Hinkson is no closer to adequately explaining his art now than he was decades ago.  He sees art as a complex process and believes a work can simultaneously have several layers of interrelated meanings.  This makes it difficult to verbally interpret art and very easy to misinform. One of these layers of meanings is communicated through imagery, which can be literal and/or symbolic. In plein-air painting, once he has decided on his subject matter, and this he does instinctively, his total focus shifts to technical considerations.
He edits, distorts and simplifies. He searches for the correct weight of tone, for the correct juxtaposition of shape, for the right light.

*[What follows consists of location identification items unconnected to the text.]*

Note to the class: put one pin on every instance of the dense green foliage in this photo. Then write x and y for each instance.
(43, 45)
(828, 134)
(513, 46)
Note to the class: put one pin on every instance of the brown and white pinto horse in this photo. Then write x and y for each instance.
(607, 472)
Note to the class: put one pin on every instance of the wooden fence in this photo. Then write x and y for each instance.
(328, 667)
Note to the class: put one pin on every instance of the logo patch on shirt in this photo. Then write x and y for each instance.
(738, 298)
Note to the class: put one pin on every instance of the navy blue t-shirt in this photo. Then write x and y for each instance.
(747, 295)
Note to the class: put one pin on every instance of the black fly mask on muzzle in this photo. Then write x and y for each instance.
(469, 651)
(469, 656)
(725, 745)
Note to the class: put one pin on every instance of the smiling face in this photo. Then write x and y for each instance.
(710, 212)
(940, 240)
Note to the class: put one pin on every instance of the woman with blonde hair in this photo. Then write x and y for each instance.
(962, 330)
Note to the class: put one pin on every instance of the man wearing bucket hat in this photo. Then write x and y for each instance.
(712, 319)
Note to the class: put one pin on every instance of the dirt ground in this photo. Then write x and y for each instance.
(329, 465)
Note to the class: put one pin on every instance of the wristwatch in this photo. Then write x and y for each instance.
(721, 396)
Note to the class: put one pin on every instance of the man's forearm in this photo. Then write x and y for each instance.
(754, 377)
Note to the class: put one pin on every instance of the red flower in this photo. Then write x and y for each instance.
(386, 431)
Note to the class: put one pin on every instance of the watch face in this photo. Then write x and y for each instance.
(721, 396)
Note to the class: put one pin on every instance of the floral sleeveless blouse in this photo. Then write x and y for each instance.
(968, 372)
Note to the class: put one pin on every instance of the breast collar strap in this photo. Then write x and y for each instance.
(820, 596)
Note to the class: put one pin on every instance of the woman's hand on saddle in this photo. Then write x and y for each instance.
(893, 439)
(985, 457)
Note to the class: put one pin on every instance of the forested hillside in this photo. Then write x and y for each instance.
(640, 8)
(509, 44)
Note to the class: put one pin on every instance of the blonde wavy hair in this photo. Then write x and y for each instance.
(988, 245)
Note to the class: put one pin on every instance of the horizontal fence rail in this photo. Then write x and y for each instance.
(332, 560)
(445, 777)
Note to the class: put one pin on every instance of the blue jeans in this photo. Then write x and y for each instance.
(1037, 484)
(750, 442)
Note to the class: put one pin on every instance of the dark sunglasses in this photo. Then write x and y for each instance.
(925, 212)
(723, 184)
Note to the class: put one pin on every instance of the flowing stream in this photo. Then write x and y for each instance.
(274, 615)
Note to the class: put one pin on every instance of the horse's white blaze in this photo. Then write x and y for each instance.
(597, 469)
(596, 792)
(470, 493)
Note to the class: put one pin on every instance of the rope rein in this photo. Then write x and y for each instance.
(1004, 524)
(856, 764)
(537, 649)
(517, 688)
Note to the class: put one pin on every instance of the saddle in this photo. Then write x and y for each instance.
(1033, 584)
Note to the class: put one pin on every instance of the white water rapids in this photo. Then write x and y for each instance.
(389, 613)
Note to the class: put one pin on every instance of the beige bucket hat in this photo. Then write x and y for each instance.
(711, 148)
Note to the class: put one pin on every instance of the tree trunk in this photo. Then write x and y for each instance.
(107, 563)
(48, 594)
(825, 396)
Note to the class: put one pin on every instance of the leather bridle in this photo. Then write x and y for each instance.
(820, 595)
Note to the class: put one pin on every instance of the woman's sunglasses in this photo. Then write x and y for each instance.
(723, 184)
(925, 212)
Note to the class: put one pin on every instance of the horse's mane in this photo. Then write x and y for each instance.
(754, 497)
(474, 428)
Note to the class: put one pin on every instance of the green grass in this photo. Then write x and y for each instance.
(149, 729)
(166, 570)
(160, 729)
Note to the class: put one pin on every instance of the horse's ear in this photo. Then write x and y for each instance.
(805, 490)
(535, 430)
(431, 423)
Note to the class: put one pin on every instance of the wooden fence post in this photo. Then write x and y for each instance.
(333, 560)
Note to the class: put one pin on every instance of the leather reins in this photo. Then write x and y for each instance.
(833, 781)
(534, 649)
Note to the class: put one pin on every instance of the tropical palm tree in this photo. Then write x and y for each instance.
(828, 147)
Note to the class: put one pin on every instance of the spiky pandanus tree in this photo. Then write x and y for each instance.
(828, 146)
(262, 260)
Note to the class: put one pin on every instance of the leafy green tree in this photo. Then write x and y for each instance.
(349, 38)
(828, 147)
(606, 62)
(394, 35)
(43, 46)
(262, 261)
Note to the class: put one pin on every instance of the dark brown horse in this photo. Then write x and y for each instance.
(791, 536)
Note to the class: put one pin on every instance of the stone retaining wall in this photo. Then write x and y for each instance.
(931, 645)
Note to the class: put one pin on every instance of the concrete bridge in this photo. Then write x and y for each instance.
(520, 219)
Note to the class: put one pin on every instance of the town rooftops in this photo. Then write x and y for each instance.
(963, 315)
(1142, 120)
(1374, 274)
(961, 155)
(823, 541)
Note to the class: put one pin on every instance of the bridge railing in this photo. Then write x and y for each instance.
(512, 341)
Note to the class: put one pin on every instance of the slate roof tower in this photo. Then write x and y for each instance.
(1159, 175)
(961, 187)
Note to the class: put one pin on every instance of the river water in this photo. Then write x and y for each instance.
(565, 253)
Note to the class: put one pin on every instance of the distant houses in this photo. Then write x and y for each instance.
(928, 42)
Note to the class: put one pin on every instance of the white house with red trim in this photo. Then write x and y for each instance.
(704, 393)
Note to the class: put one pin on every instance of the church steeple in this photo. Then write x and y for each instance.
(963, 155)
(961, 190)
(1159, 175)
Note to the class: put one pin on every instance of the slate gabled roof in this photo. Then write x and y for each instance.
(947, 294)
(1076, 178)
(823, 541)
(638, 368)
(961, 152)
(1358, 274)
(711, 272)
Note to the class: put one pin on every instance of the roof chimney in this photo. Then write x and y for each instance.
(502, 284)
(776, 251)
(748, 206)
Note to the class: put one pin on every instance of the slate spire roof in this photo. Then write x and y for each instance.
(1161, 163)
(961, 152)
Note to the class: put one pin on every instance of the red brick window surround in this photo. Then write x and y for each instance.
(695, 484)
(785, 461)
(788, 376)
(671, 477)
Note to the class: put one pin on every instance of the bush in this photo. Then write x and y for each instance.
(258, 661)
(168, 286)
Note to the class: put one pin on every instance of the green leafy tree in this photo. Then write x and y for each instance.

And it is this intuitive search for a particular light and mood that has characterised his career as a painter. For him a wall, a roof, a shadow, a doorway, a cloud, a strip of sea all have the potential to function as light, tone and abstract shape while simultaneously evoking symbolic meaning. In his studio painting, murals and sculpture, his intuitive approach also dominates.

He thinks there is an increasing tendency in contemporary art to emphasise the didactic, to support causes. This compels artists to overexplain their art to an understandably insecure public.

For him, in the end, meaning in the work must come through as something felt rather than analysed.